Text(0.5, 1.0, 'Combined effective area of all dispersed orders')

So far, I've described order-sorting in the traditional paradigm used for e.g. Chandra/HETGS or XMM/RGS where one spectrum is extracted for each order and each spectrum has one or more associated ARFs and RMFs. Data like that can be fitted with the common tools in X-ray astronomy, like XSPEC, Sherpa, ISIS, etc., which are well tested, accepted in the field, and implement proper Poisson statstics. However, to a certain degree that can feel like putting a square peg into a round hole.

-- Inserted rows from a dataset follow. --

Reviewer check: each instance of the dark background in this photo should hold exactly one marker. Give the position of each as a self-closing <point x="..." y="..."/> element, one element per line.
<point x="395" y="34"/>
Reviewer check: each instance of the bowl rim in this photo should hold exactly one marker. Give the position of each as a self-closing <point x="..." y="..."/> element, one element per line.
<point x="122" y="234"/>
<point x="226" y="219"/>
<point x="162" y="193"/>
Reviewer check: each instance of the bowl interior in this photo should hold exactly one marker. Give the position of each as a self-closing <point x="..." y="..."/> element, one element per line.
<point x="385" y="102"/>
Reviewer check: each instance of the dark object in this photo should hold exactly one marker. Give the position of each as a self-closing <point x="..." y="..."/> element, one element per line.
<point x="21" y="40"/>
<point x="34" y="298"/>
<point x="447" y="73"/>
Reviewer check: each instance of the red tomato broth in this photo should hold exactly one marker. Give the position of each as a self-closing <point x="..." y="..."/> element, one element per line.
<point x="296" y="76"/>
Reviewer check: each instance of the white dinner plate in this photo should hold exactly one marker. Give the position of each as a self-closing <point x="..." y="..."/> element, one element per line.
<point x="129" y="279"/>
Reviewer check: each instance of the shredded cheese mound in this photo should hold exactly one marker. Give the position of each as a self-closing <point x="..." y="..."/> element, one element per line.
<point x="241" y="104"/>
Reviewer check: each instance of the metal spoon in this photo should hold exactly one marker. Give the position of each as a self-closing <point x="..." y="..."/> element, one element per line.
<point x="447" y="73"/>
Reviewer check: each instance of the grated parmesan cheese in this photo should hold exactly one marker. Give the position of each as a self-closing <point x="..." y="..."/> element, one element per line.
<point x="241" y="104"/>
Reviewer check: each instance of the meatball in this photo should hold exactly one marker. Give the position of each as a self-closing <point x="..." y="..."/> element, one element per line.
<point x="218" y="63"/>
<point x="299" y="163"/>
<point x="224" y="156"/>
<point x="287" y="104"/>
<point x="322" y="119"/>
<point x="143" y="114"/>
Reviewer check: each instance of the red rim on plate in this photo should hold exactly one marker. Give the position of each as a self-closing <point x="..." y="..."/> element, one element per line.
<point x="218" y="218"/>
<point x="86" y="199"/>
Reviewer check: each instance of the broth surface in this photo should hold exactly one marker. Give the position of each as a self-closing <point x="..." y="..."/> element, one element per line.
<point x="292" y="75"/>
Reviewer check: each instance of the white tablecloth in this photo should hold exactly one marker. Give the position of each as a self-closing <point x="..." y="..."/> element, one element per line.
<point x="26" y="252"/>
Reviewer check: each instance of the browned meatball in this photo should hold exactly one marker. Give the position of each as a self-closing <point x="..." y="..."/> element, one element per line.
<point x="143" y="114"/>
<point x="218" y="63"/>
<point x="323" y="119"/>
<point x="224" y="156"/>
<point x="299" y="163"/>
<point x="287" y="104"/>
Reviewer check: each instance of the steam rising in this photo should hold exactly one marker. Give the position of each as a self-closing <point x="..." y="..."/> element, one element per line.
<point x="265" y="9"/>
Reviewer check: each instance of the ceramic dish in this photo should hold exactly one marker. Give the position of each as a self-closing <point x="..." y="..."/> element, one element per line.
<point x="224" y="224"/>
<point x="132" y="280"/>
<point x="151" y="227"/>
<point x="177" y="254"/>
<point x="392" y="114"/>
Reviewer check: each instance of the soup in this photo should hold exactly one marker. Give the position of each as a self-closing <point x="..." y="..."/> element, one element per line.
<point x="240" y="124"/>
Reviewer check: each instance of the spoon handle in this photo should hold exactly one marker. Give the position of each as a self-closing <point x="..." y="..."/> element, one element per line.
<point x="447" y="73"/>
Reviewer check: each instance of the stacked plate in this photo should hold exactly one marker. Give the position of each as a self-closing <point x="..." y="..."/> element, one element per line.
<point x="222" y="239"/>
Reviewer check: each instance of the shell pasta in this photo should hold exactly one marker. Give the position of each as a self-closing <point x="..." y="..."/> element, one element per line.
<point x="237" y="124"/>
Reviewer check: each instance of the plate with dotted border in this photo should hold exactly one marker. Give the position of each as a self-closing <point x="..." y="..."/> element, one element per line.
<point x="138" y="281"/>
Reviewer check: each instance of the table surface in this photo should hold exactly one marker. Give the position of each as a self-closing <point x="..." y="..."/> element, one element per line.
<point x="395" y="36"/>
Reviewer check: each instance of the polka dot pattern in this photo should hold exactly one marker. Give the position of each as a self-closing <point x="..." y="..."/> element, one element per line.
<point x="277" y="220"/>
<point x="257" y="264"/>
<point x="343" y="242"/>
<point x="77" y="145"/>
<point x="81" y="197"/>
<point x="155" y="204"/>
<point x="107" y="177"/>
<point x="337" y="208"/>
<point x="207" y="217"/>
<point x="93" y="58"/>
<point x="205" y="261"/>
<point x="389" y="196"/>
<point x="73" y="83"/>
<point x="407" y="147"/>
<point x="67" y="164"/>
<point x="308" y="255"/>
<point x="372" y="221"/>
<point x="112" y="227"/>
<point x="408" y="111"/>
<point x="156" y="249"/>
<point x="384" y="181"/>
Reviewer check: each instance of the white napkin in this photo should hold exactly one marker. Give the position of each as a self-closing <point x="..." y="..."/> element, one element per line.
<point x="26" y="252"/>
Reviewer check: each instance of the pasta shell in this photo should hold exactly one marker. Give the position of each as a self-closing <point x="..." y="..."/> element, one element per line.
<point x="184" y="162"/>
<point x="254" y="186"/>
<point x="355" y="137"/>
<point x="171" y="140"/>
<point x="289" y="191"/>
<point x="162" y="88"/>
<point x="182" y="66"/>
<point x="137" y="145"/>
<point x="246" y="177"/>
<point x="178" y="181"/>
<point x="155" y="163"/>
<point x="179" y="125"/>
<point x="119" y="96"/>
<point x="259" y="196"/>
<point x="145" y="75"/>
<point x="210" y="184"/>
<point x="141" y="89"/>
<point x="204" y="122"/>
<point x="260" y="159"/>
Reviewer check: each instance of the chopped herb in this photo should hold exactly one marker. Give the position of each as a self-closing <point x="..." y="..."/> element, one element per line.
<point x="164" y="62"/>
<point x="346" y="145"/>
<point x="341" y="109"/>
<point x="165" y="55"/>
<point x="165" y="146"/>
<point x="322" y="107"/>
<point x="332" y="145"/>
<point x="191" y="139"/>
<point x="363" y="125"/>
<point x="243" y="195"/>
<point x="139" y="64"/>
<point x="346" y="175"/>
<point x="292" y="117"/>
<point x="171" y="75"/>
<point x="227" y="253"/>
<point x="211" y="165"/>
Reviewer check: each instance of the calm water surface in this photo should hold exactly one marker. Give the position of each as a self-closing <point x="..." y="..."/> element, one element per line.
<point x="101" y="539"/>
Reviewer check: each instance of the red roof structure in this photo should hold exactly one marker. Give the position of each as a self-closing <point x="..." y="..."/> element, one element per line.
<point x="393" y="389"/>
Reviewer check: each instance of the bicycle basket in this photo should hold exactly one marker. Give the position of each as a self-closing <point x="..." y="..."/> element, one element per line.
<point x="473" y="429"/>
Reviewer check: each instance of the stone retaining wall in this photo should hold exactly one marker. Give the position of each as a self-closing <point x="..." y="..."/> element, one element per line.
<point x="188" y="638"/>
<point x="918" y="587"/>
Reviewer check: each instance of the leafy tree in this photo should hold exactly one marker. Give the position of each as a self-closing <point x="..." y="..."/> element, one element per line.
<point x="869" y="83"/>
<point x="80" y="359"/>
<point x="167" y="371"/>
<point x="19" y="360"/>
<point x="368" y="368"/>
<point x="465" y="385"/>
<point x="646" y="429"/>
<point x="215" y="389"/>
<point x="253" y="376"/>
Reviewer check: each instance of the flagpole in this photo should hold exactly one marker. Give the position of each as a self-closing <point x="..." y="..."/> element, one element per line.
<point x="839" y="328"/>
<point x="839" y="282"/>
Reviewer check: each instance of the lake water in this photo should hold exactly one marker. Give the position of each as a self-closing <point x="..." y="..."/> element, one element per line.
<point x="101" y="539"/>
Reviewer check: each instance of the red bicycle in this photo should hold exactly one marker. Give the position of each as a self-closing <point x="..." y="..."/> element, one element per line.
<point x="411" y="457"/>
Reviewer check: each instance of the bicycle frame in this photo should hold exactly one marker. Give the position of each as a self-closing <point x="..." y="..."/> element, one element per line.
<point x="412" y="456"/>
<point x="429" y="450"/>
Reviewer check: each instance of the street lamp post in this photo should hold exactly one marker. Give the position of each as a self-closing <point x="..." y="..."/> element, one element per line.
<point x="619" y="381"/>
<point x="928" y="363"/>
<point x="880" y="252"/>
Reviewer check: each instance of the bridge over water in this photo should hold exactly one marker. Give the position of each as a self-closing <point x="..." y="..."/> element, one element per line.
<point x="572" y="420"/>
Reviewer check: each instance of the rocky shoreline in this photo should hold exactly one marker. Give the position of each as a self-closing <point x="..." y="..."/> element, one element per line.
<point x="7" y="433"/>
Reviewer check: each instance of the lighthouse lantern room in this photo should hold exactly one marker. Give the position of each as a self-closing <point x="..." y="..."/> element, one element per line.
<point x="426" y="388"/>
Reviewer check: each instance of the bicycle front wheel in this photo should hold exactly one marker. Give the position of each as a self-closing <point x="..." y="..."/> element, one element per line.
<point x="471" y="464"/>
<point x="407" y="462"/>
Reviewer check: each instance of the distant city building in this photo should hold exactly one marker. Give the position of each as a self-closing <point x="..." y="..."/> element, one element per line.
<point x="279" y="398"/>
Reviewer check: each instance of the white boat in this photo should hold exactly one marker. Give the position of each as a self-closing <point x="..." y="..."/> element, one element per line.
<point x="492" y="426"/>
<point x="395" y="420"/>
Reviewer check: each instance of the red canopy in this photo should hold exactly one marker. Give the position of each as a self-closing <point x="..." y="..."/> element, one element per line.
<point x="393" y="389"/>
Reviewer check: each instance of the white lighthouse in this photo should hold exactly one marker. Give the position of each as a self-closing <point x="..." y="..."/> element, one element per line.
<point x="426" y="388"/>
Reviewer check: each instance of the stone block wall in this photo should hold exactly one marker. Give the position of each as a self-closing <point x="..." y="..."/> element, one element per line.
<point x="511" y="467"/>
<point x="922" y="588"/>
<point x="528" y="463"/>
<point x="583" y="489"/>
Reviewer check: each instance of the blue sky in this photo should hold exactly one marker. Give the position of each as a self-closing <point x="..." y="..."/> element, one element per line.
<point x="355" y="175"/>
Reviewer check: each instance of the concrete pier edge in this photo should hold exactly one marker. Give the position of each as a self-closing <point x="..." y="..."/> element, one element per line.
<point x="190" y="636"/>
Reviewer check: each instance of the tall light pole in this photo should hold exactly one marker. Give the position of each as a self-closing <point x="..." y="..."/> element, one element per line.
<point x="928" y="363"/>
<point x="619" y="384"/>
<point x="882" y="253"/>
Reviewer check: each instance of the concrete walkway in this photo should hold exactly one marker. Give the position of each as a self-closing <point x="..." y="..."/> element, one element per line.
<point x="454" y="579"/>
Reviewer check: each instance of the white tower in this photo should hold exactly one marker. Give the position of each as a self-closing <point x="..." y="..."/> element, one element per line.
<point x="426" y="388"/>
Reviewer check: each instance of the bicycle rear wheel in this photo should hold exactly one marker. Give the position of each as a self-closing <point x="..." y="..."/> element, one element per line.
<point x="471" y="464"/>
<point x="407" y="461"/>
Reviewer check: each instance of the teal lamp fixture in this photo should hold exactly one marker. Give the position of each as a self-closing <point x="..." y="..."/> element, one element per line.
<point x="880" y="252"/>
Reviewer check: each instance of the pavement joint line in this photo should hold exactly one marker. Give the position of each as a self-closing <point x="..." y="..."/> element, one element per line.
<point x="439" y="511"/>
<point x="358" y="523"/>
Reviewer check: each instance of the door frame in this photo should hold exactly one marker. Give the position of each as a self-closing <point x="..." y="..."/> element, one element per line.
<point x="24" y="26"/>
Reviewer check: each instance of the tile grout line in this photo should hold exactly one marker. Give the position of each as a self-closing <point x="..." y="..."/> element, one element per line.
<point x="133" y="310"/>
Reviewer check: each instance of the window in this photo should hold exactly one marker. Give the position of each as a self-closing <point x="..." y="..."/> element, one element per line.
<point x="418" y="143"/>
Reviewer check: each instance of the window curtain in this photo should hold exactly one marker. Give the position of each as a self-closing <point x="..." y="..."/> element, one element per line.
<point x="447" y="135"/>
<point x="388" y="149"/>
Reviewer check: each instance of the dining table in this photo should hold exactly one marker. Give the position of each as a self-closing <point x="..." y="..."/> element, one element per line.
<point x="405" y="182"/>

Arcus data may profit from new, advanced fitting strategies. Several approaches have been discussed in the simulations group for example:

- fractional counts, where a fraction of each count is assigned to an order (but destroys Poisson likelyhood)
- assgin each photon to one order, but choose that order randomly based on the relative likelyhood for each order at that position and CCD energy (hard to make ARF and RMF)
- fit in PHA space, i.e. instead of a number of 1D spectra, fit essentially the 2D bananaplot image.

However, each of these approaches has potential downsides and requires more development.